The element which is moved does not have to be the very lowest or highest of its set; it merely has to have a value that lies between the means of the two sets. And the sets themselves can have overlapping ranges. Consider this example:

$$\left \{\begin{array}{lll}
R & = \{ 1, 3, 5, 7, 9, 11, 13 \} & (\text{mean} = 7)\\
S & = \{ 6, 8, {\bf 10}, 12, 14, 16, 18 \} & (\text{mean} = 12)
\end{array}\right \}
\rightarrow
\left \{\begin{array}{lll}
R & = \{ 1, 3, 5, 7, 9, {\bf 10}, 11, 13 \} & (\text{mean} = 7.375)\\
S & = \{ 6, 8, 12, 14, 16, 18 \} & (\text{mean} = 12.333)
\end{array}\right \}$$

If 10, which is larger than Rs mean of 7 and smaller than Ss mean of 12, is moved from S to R, the arithmetic means still increase slightly, to 7.375 and 12.333.

==General application to subpopulation averaging==
The phenomenon is a potential risk when comparing averages of subpopulations, because the outcome can change depending on how the population is divided rather than on changes of the individuals of the population. By extension, the average of the subpopulation averages would change even though there is no actual change within the population. This effect can result in non-intuitive or objectionable results in Pareto and related utilitarian analysis.

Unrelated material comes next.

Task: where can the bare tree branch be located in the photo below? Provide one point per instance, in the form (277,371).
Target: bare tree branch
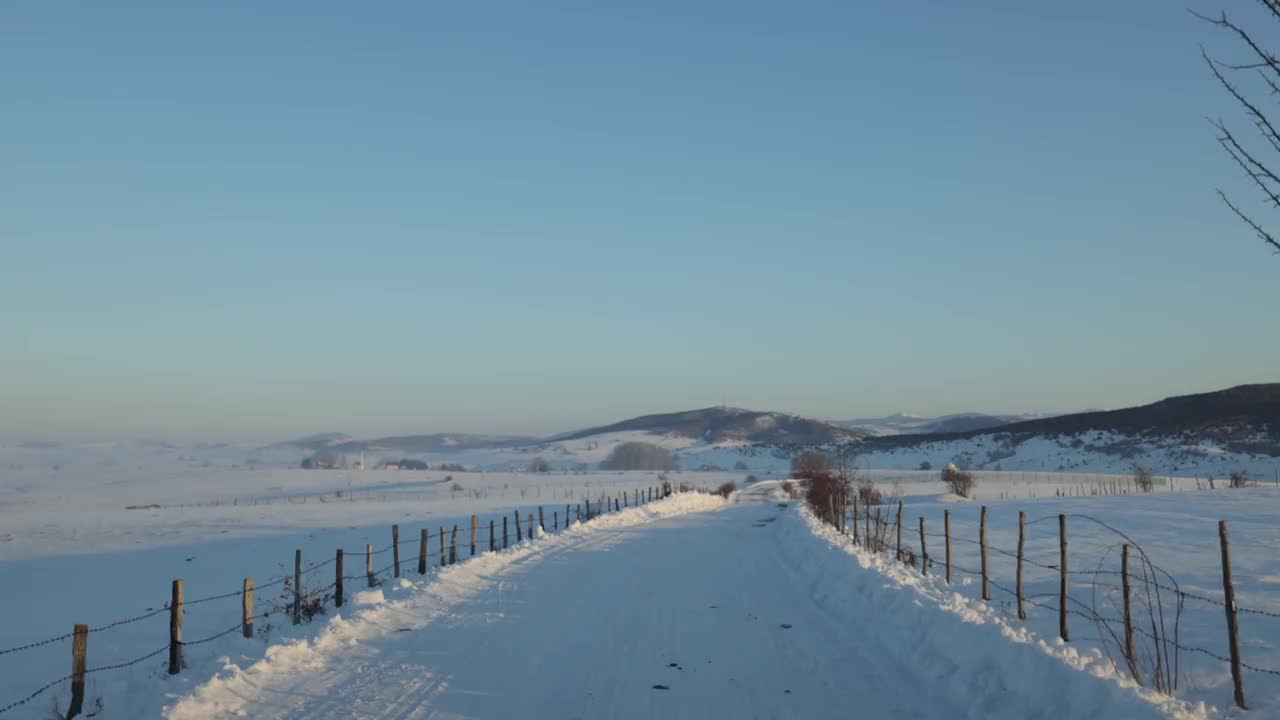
(1264,235)
(1256,168)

==Cancer stage migration==
One real-world example of the phenomenon is seen in the medical concept of cancer stage migration, which led clinician Alvan Feinstein to coin the term Will Rogers phenomenon in 1985, based on a remark by a friend who attributed the quote to Rogers.

In medical stage migration, improved detection of illness leads to the movement of people from the set of healthy people to the set of unhealthy people. Because these people are actually not healthy — merely misclassified as healthy due to an imperfect earlier diagnosis — removing them from the set of healthy people increases the average lifespan of the healthy group. Likewise, the migrated people are healthier than the people already in the unhealthy set: their illness was so minor that only the newer more sensitive test could detect it. Adding them to the unhealthy raises the average lifespan of that group as well. Both lifespans are statistically lengthened, even if early detection of a cancer does not lead to better treatment: because it is detected earlier, more time is lived in the "unhealthy" set of people.